Daily Archives: January 16, 2023
Protestants, Saintliness, And Us

Of all people Catholics try to make themselves beautiful glorifying, Martin Luther King seems one of the most improbable.
Even my cat knows the guy was a serious, extremely dedicated philanderer. I am now informed he was, on occasion, violent, too. Let us leave aside for a moment the explosive detail of the Black guy beating White prostitutes, and let us focus on the matter at hand: nobody can even begin of boast of any (even for protestant standards) saintly behaviour, who behaved in that way.
On the contrary, it seems to me that King’s serious sins (of which, I am sure, he was fully aware, because he was an intelligent man) were the very reason that propelled his social activism; because, as I have explained many times, religious professionals (Catholic or otherwise), when they know they are utterly deficient in what is expected of them in their role, start finding for themselves other roles that help them feel that they are good guys. Thus, the social justice preacher, or the enviro-priest, and all the rest.
I might, of course, be wrong, and it can that MLK’s serial philandering started after a vast notoriety was achieved, whilst he was quite the chaste preacher beforehand. But I doubt it, because I have seen too many examples to the contrary.
But let us come back to the saintly behaviour, and let us reflect on this: that the idea of a Protestant going straight to heaven at death is totally extraneous to Catholic thinking. Yes, certainly many Protestants are saved and land, at some point, in heaven, and even Mr Feeney agreed with this, renouncing his heresy, before he died. But this does not mean that you have two ways of becoming a saint at death, one of which is the Protestant one.

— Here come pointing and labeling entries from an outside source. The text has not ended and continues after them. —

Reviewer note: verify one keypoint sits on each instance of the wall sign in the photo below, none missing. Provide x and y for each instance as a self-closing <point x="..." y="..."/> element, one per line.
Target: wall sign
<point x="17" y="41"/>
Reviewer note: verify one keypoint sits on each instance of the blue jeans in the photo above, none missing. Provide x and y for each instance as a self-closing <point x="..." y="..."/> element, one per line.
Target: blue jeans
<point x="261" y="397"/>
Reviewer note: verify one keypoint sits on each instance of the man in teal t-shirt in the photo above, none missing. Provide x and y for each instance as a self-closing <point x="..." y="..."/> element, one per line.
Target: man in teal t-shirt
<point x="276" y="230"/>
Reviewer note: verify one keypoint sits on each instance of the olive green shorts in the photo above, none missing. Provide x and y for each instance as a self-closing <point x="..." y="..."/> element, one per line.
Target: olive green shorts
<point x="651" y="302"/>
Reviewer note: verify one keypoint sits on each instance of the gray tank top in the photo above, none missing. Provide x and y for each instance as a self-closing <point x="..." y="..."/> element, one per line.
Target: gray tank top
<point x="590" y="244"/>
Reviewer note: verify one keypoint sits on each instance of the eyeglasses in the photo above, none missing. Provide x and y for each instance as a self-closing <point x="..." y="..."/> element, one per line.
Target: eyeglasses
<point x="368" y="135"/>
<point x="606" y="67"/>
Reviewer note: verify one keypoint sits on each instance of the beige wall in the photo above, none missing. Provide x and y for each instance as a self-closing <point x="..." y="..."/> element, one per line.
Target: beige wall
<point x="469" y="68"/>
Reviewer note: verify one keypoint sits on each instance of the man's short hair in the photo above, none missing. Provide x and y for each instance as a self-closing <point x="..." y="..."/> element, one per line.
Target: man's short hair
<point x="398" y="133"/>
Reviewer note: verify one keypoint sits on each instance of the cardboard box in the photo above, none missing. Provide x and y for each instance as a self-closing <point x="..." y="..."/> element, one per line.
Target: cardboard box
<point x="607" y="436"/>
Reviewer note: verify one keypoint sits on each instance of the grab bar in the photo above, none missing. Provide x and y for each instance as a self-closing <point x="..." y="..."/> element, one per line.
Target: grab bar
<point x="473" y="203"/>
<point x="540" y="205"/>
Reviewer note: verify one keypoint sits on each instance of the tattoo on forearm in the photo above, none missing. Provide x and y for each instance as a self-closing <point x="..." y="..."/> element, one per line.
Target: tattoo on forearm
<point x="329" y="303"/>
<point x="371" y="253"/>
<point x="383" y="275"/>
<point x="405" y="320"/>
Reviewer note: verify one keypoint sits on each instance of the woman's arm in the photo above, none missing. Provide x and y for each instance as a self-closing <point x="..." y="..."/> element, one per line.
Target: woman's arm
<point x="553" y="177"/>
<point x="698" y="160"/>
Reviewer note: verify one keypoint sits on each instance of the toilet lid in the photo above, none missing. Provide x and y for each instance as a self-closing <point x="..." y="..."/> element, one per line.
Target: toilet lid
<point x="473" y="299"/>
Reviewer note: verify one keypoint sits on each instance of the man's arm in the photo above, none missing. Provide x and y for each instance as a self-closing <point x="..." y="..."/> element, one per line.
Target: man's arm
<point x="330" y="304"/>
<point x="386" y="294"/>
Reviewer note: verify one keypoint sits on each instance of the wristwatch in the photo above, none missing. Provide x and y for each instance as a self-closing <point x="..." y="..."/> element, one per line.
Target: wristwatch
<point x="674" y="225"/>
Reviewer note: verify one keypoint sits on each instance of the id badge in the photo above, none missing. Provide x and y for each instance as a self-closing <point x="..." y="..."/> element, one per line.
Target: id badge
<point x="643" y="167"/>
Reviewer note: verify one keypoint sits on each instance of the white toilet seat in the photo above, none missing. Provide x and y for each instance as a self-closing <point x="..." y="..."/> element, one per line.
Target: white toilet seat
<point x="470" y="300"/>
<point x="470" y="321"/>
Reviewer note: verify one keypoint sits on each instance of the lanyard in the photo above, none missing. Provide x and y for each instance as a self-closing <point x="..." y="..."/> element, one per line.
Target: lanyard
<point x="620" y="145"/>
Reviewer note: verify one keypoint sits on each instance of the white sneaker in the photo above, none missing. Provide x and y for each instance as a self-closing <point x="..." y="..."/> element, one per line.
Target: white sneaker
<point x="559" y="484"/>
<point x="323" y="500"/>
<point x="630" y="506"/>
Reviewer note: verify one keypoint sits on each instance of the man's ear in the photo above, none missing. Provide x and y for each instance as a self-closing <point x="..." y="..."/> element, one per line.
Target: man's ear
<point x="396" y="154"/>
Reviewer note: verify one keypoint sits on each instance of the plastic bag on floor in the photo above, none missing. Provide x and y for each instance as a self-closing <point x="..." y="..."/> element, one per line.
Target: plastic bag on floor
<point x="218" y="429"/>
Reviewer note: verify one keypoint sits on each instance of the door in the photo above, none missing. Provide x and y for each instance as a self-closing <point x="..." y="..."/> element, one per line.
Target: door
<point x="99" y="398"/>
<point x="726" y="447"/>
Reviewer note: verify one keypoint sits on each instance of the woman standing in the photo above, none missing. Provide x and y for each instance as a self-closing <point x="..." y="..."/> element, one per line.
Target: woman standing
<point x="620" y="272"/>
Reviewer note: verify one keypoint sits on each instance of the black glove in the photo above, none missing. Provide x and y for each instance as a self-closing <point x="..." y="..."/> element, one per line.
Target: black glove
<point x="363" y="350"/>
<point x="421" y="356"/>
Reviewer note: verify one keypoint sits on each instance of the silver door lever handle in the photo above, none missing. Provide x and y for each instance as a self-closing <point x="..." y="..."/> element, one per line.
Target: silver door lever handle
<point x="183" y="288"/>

I wish MLK salvation with all my heart. I even think he was well-intentioned, before sinking in that marsh of proto-communist, bleeding heart activism that was already his mark when he died (I see here another sign of a strong and easily misled ego at work: when a mission is accomplished, you have to find another one that gives you fame and women). But I cannot avoid a strong sense of discomfort when I see Catholics talking of their “good Protestants” and completely forgetting the main fact: that they were Protestant.
Many Protestants are, of course, saved. But they are not saved because they were Protestant. They are saved notwithstanding the fact that they were Protestant. By God’s grace, they enter the Church just before death, even if they were – let me emphasise this – out of her their entire life. If you are cut off from the Church, how can you develop those qualities that make a living saint? You will be, at best, an excellent candidate for purgatory; which, honestly speaking, is not more than what I realistically hope for myself.
We need to stop our wishy-washy mingling of “good guys” irrespective of their religious affiliation, and start the process of recovery of the difference between a Catholic and a Protestant as the main trait that differentiate the one from the other.
I wonder how many priests would want to base a homily on this.